Allpix$^2$ is an open-source, versatile simulation framework for silicon detectors that integrates detailed physics models, supports complex setups, and leverages modern computing architectures for enhanced simulation realism and efficiency.

Contribution

The paper introduces major updates to Allpix$^2$, including multi-core parallelization and new physics models, expanding its capabilities for detailed silicon detector simulations.

Findings

Supports detailed electric field modeling from TCAD simulations

Enables fully parallel event simulation on modern hardware

Includes new physics models like charge carrier recombination

Abstract

Allpix$^2$ is a versatile, open-source simulation framework for silicon pixel detectors. Its goal is to ease the implementation of detailed simulations for both single sensors and more complex setups with multiple detectors. While originally created for silicon detectors in high-energy physics, it is capable of simulating a wide range of detector types for various application scenarios, through its interface to Geant4 to describe the interaction of particles with matter, and the different algorithms for charge transport and digitization.
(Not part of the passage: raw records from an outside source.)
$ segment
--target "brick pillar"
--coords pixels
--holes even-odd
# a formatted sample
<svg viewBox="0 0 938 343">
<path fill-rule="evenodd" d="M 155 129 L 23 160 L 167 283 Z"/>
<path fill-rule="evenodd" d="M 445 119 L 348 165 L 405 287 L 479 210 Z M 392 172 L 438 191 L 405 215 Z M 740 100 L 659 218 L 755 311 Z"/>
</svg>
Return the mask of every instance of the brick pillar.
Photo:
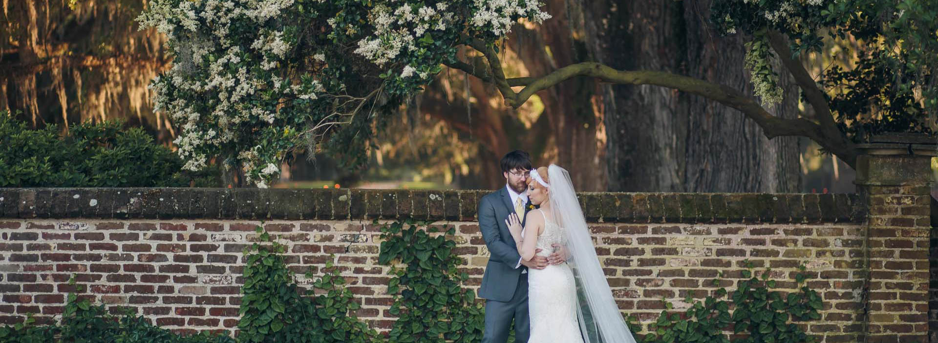
<svg viewBox="0 0 938 343">
<path fill-rule="evenodd" d="M 929 245 L 934 139 L 880 136 L 857 146 L 856 184 L 869 206 L 869 343 L 929 342 Z"/>
</svg>

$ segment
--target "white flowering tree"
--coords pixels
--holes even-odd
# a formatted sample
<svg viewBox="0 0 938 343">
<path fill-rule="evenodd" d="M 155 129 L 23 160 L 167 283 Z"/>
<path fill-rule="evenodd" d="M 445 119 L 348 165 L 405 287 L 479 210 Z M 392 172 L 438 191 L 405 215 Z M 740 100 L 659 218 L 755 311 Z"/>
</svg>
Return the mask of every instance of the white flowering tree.
<svg viewBox="0 0 938 343">
<path fill-rule="evenodd" d="M 598 63 L 509 77 L 499 56 L 503 39 L 518 22 L 537 24 L 550 18 L 537 0 L 154 0 L 139 21 L 142 27 L 156 27 L 169 38 L 174 67 L 152 87 L 157 108 L 181 127 L 176 144 L 188 161 L 186 168 L 196 170 L 216 158 L 263 187 L 278 176 L 290 151 L 301 146 L 326 149 L 347 166 L 360 164 L 374 132 L 444 66 L 493 84 L 514 108 L 538 91 L 579 76 L 670 87 L 741 111 L 769 138 L 809 137 L 853 164 L 855 135 L 848 127 L 855 123 L 883 127 L 875 124 L 882 115 L 859 116 L 873 112 L 870 106 L 884 101 L 893 106 L 889 113 L 908 119 L 907 127 L 899 129 L 935 128 L 929 115 L 938 106 L 935 97 L 927 99 L 934 95 L 930 70 L 938 49 L 928 38 L 935 32 L 936 16 L 928 17 L 930 12 L 922 8 L 915 15 L 911 9 L 903 14 L 895 4 L 877 3 L 715 1 L 712 21 L 719 29 L 751 38 L 746 67 L 755 97 L 681 75 L 616 70 Z M 898 12 L 873 18 L 867 11 L 870 6 Z M 890 55 L 890 47 L 913 49 L 904 45 L 910 34 L 921 36 L 915 49 L 932 53 Z M 870 57 L 875 61 L 886 54 L 886 60 L 895 62 L 875 70 L 900 67 L 914 74 L 890 83 L 904 93 L 862 80 L 879 84 L 864 89 L 882 101 L 842 92 L 844 85 L 855 88 L 857 75 L 869 74 L 851 74 L 854 69 L 825 70 L 820 83 L 815 82 L 798 53 L 823 49 L 823 35 L 885 40 L 868 54 L 879 52 Z M 798 81 L 816 117 L 782 119 L 763 108 L 780 97 L 777 71 L 769 67 L 773 58 L 782 62 L 787 69 L 782 72 Z M 908 98 L 897 105 L 896 96 Z"/>
</svg>

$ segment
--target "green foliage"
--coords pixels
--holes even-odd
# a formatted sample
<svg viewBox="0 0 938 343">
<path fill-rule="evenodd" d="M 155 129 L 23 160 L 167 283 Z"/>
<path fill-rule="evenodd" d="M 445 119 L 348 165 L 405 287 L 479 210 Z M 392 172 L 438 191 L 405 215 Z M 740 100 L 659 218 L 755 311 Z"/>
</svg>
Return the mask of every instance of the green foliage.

The simulation chain is arranged with the help of intuitive configuration files and an extensible system of modules, which implement the individual simulation steps. Detailed electric field maps imported from TCAD simulations can be used to precisely model the drift behavior of the charge carriers, bringing a new level of realism to the Monte Carlo simulation of particle detectors. Recently, Allpix$^2$ has seen major improvements to its core framework to take full advantage of multi- and many-core processor architectures for simulating events fully parallel. Furthermore, new physics models such as charge carrier recombination in silicon have been introduced, further extending the application range. This contribution provides an overview of the framework and its components, highlighting the versatility and recent developments.